Da questo sito, leggo che i rizomi del bambù, in particolare quelli di tipo monopodiale, grazie al sistema di rete che formano nei primi 50-100 cm di terreno, contribuiscono a stabilizzare i pendii e a proteggere dall’erosione prodotta dalle acque, dai venti forti o dagli smottamenti. I rizomi del bambù riducono il ruscellamento e consentono al suolo di trattenere nutrienti e acqua, utili per altre specie di piante. Il bambù fornisce quindi numerosi servizi ecosistemici – cioè benefici multipli forniti dagli ecosistemi al genere umano – tra i quali risaltano la stabilizzazione delle pendenze evitando l’erosione, il miglioramento della fertilità del suolo, il rifornimento di cibo e di materiale da costruzione.

Dal punto di vista della CO2, quanto carbonio è in grado di immagazzinare il bambù? È una specie che potrebbe essere utile per mitigare l’effetto serra oppure no? Qui i fattori in gioco sono tanti, ma ricordiamo che la vita del bambù è ciclica, per cui dopo la fioritura gregaria abbiamo una morte simultanea di tutte le piante. Inoltre molto dipende dal ciclo dei prodotti durevoli del bambù, dalla loro vita media (ad es., da quanto carbonio rimane intrappolato nei mobili e per quanto tempo; o da quanto carbonio è stoccato nei suoli coperti da bambuseti). Un altro limite è valutare gli areali e la relativa biomassa aerea e sotterranea del bambù, spesso sottostimate, considerando la sua vasta distribuzione. Yuen et al. (2017, Forest Ecology and Management 393: 113-138) hanno dimostrato che il bambù è un serbatoio di carbonio efficiente ed efficace. Bisogna però considerare altri fattori. Perché si dovrebbe coltivare bambù?
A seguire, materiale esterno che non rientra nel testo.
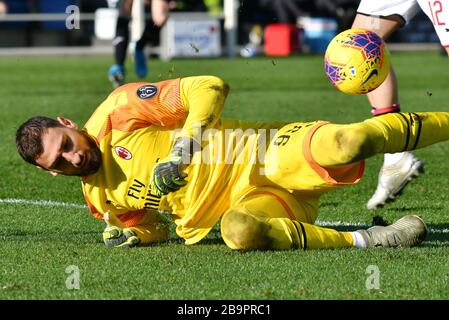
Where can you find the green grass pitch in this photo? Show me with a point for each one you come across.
(39, 243)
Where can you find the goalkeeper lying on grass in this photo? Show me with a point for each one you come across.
(163, 147)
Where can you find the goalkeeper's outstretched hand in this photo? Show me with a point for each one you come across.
(119, 237)
(168, 175)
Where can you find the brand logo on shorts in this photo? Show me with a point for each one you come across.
(146, 91)
(123, 153)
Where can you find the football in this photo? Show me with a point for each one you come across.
(356, 61)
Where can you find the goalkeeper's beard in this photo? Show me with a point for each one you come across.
(94, 161)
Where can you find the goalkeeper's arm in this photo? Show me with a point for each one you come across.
(203, 98)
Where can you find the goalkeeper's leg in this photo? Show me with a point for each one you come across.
(335, 145)
(271, 219)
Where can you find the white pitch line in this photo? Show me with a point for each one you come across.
(50, 203)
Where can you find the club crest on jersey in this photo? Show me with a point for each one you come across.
(123, 153)
(146, 91)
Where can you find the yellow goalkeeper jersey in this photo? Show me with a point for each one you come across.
(136, 126)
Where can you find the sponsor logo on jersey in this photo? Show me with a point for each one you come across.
(146, 91)
(123, 153)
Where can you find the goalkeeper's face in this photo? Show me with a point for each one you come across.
(68, 151)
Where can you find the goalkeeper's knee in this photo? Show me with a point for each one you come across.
(243, 231)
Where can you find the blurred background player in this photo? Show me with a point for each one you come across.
(3, 7)
(159, 11)
(384, 17)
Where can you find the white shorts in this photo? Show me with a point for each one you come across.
(436, 10)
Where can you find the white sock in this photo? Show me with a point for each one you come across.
(359, 242)
(391, 159)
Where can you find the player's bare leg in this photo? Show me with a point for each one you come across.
(398, 168)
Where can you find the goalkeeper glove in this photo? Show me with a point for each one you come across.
(119, 238)
(167, 174)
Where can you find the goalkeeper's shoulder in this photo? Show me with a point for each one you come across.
(204, 82)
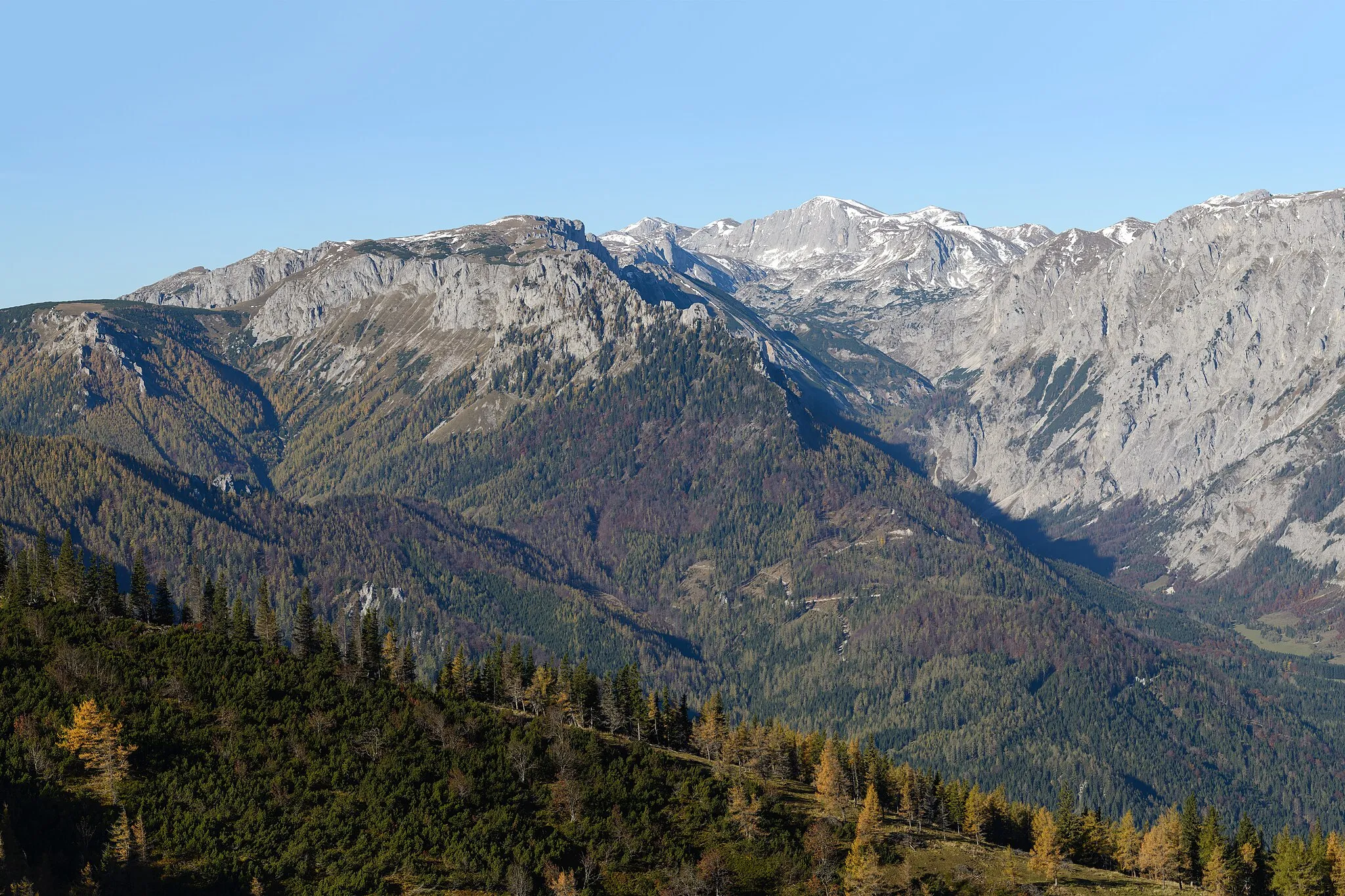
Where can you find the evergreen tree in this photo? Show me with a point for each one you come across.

In realtà, i ritorni economici sono bassi, circa 8 volte di meno di altre colture, quali la cassava; senza considerare che è una specie invasiva e in grado di danneggiare le abitazioni e soppiantare altre specie vegetali, con conseguenti danni anche agli animali che si cibano di esse (ad esclusione dei panda!). Infine, il bambù è tecnicamente un’erba legnosa e quindi non è riconosciuto ufficialmente come parte di una “foresta“, per cui gli strumenti di politica internazionale come il protocollo di Kyoto e gli accordi di Marrakech non lo considerano.

Resta il fatto che le foreste di bambù sono spettacolari e suscitano un profondo senso di ammirazione. Qui sotto le foto della foresta di bambù di Arashiyama, a nord-est di Kyoto. Immergendosi nella foresta si ha l’impressione di essere una formica in un campo di grano verde, per cui ci si sente molto ma molto piccoli (foto mie sotto).

 

 

Così come degne di ammirazioni sono le case tradizionali del villaggio della strada Saga-Toriimoto, sulle colline intorno a Kyoto, dove li bambù serviva per rinforzare le pareti, per le palizzate e le grondaie (foto mie sotto).

 

Infine, un uso goliardico del bambù: le canne vengono divise a metà longitudinalmente e tutti intorno a cercare di prendere con le bacchette i ciuffetti di noodles (le tagliatelle giapponesi) che scendono lungo il tubo trasportate dall’acqua. I noodles che si riescono a prendere vengono messi nella ciottola di brodo; quelli non raccolti finiscono in un recipiente che poi viene rivuotato nel tubo, e così via fino a che finiscono (foto mie sotto). Sembra una sciocchezza, ma crea aggregazione e diverte, oltre a saziare.

Le piante possono allietare la nostra vita anche così: semplicemente. Alla prossima.